A Tamanrasset comme à Oran, des logements ont été détruits, certaines personnes ont été blessées et des migrants ont perdu leurs affaires personnelles. La Ligue de défense des droits de l’homme dénonçait, au début de l’année, des procédés qu’elle qualifie de «rafles». «Nous ne comprenons pas pourquoi le Croissant-Rouge participe au travail d’expulsion avec les forces de sécurité. Il existe des conventions internationales que nous devons respecter.
Ces personnes sont des réfugiés politiques, économiques et certains fuient les conflits. Nous ne pouvons pas les renvoyer dans leur pays», a déclaré Salah Debbouz, président de la LADDH. Officiellement, ces expulsions visent les personnes qui «vivent de la mendicité». «Certains Nigériens qui mendient sont impliqués dans des réseaux de drogue», explique une source sécuritaire.

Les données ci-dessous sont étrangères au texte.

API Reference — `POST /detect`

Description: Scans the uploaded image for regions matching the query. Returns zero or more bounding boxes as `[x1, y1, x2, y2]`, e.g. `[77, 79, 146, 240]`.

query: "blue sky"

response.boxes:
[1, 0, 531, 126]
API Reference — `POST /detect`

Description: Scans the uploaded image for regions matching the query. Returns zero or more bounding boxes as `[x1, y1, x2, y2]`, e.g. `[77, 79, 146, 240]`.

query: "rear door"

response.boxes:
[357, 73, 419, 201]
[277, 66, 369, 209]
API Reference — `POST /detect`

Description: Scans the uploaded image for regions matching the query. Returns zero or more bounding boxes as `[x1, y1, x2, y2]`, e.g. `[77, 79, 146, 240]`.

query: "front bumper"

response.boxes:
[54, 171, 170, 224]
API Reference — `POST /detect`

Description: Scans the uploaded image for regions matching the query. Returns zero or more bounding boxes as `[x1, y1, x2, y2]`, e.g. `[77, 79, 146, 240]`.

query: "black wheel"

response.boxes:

Comment expliquer alors que les groupes organisés de ressortissants syriens qui mendient ne soient pas touchés par les rapatriements ? «Les Syriens ont fui la guerre. L’Algérie n’a jamais expulsé des réfugiés de guerre et les lois interdisent de les renvoyer chez eux», ajoute cette source. Salah Debbouz a un autre avis : «Le pouvoir algérien utilise la présence de ces ressortissants syriens pour faire peur aux Algériens qui demandent un changement politique.

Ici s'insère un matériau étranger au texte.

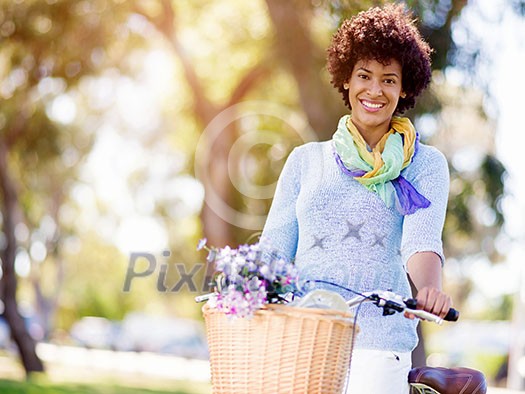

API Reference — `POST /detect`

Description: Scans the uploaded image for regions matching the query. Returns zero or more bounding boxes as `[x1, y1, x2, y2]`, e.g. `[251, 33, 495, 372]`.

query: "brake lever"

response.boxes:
[369, 292, 405, 316]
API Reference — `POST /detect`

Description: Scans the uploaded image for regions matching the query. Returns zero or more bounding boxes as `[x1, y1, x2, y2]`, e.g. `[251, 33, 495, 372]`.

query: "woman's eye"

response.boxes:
[358, 74, 369, 80]
[384, 79, 395, 84]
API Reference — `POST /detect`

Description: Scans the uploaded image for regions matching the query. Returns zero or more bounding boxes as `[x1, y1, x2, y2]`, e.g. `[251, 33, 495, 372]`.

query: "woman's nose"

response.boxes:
[367, 80, 383, 96]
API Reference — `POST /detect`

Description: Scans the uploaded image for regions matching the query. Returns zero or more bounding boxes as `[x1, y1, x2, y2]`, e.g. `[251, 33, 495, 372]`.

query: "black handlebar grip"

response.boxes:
[405, 298, 459, 322]
[444, 308, 459, 322]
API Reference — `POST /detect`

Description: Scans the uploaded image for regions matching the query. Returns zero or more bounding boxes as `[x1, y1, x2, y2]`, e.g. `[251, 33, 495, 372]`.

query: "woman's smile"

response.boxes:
[360, 99, 386, 111]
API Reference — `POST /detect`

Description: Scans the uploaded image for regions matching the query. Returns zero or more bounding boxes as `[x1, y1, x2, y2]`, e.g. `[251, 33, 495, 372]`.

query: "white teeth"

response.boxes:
[362, 100, 384, 109]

Cela va de pair avec le discours officiel qui dit qu’il n’y a pas de Printemps arabe, mais seulement des situations chaotiques comme en Libye et en Syrie. Les autorités ont également des pratiques racistes : on expulse ceux qui viennent d’Afrique subsaharienne, et on traite les autres ressortissants différemment.»
Trafic
Cette politique d’expulsion oublie de protéger certains migrants, notamment les femmes, comme le souligne le dernier rapport du département d’Etat américain :
«Des sources diplomatiques et des ONG indiquent que les femmes migrantes nigériennes qui mendient en Algérie sont parfois victimes de travail forcé et sont souvent accompagnées d’enfants qui sont loués à leurs mères au Niger (…) Le gouvernement algérien ne respecte pas les standards minimums pour éliminer le trafic humain et ne fait pas d’effort significatif pour y parvenir.
Le gouvernement n’a pas enquêté vigoureusement ou intenté des actions en justice concernant les crimes de travail forcé ou le trafic sexuel. Il continue à associer trafic humain et contrebande et certains officiels nient qu’un tel trafic existe dans le pays.» Les autorités algériennes ont répondu que le rapport comportait des «observations erronées».
Aucune, selon plusieurs témoignages, les procédures d’expulsion devraient rester les mêmes. Contactées par El Watan Week-End, les autorités américaines déclarent n’avoir «aucun commentaire à faire sur l’opération de rapatriement des ressortissants nigériens se trouvant en Algérie».